Original plans called for the use of Pressure Injected Footings (PIFs) designed for a 50 ton working capacity. In an effort to reduce project costs and schedule, the project team led by General Contractor, Dellbrook | JKS, and Geotechnical Engineer, McPhail Associates, considered a Ductile Iron Pile alternate offered by Helical Drilling to eliminate the PIFs. The alternative approach consisted of exterior grouted Ductile Iron Piles using a Series 170/9.0 with a 270 mm (10.6-in) diameter grout shoe to construct a 10-inch diameter grouted displacement pile. The piles were designed to penetrate up to 11 feet of fill and peat/organics and terminate by bonding in medium dense to dense marine sand and gravel. The piles were designed to match the PIF capacity on a 1:1 basis to minimize any foundation changes. In addition, piles were designed to consider response to lateral loads and scour under a storm event.
Load testing to verify the Ductile Iron Pile alternative was conservatively performed in tension using a 25-foot long test pile with a 1-3/4 inch Grade 150 center bar set in the grout. The test was performed initially to the 200% design load (100 tons) where the deflection of only 0.26 inches was recorded. After rebounding, the load was incrementally increased to 150 tons (300% of the design load) to document the performance. With only 0.52 inches of deflection, the test was unloaded due to the elimination of the center bar’s structural capacity. Strain gauges installed within the pile confirmed that more than 225% of the design load was transferred below the fill and organics into the bond zone during the test indicating exceptional performance.

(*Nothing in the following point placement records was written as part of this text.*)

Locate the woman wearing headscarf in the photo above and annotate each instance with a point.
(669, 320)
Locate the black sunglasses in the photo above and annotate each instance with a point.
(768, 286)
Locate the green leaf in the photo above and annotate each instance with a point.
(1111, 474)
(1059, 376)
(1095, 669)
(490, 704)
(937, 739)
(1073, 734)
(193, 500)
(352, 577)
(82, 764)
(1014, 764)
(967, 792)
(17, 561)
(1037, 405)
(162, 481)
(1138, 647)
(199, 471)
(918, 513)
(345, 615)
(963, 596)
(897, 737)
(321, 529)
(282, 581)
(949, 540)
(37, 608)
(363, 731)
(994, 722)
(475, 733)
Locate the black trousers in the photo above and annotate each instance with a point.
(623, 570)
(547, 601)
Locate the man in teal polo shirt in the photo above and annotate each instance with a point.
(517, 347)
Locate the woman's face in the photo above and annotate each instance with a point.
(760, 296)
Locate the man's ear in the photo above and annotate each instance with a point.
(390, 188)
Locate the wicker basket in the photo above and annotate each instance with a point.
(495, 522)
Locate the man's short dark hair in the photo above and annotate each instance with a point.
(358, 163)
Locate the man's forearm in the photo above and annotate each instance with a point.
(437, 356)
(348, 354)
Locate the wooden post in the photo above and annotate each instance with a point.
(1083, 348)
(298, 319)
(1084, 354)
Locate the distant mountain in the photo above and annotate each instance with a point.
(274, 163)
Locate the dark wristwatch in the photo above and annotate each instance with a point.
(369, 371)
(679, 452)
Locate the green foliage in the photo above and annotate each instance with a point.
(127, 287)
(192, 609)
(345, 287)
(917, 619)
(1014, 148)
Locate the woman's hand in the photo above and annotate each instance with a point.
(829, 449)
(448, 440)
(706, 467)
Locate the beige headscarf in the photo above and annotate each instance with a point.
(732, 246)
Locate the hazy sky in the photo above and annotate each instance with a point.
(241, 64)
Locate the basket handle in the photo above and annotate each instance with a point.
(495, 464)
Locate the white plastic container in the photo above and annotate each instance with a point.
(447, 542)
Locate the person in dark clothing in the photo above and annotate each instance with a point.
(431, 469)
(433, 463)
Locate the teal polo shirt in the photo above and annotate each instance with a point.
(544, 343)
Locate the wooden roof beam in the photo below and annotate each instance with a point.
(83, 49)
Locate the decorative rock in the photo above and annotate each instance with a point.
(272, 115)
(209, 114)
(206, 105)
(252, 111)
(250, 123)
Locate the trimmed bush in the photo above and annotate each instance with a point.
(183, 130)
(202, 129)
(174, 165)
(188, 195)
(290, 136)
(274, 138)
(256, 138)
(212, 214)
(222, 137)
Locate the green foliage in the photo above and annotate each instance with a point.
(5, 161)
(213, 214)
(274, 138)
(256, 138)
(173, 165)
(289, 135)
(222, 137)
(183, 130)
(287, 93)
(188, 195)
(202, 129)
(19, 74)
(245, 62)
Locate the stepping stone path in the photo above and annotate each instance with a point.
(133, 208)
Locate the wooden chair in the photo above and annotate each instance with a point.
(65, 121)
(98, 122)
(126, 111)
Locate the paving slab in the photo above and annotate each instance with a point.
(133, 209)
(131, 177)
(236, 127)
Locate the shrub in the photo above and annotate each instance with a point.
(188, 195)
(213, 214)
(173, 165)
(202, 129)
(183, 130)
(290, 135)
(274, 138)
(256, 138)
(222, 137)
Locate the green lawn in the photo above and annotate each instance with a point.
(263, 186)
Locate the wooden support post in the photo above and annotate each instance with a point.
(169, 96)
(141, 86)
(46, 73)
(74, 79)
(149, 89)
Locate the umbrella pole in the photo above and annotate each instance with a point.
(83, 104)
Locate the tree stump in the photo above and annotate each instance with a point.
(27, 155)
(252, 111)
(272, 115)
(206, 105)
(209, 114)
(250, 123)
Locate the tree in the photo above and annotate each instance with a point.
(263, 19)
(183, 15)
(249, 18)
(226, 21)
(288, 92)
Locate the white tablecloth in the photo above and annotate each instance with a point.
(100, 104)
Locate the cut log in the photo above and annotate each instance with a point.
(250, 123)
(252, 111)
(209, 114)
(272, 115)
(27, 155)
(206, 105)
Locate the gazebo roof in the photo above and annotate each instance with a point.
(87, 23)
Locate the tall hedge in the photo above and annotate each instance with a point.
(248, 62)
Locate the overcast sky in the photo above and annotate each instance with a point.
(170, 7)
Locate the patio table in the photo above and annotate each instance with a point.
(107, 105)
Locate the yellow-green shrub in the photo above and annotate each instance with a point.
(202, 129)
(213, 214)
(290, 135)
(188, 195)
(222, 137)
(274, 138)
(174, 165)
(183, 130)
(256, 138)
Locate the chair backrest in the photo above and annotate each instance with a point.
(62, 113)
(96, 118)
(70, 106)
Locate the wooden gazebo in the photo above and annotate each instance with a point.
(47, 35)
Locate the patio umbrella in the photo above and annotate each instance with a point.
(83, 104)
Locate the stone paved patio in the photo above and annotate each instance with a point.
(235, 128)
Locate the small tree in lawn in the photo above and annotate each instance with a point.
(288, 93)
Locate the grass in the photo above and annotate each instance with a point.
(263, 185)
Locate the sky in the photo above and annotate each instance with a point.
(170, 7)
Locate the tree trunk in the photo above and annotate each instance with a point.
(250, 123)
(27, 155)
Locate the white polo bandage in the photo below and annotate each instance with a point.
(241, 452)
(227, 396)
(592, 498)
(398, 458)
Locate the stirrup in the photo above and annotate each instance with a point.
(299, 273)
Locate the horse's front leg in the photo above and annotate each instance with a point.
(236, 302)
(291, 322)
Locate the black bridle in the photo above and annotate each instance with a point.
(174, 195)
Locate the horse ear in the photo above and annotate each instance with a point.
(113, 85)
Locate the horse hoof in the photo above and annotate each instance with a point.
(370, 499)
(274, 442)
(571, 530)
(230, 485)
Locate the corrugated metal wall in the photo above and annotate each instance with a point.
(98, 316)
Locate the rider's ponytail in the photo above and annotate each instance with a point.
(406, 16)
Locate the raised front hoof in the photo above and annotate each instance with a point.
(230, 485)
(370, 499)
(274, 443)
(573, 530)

With the successful load test completed, the crew installed the 108 Ductile Iron Piles in 7 working days. Despite difficult driving in the dense marine sand, the DIP installation was considerably faster than the original PIF schedule. In addition, vibration monitoring around the site showed minimal vibrations which helped limit the impact on the adjacent residential neighborhood. The use of the Ductile Iron Piles provided a cost savings on the order of $300,000 and reduced the schedule by more than half the duration with PIFs.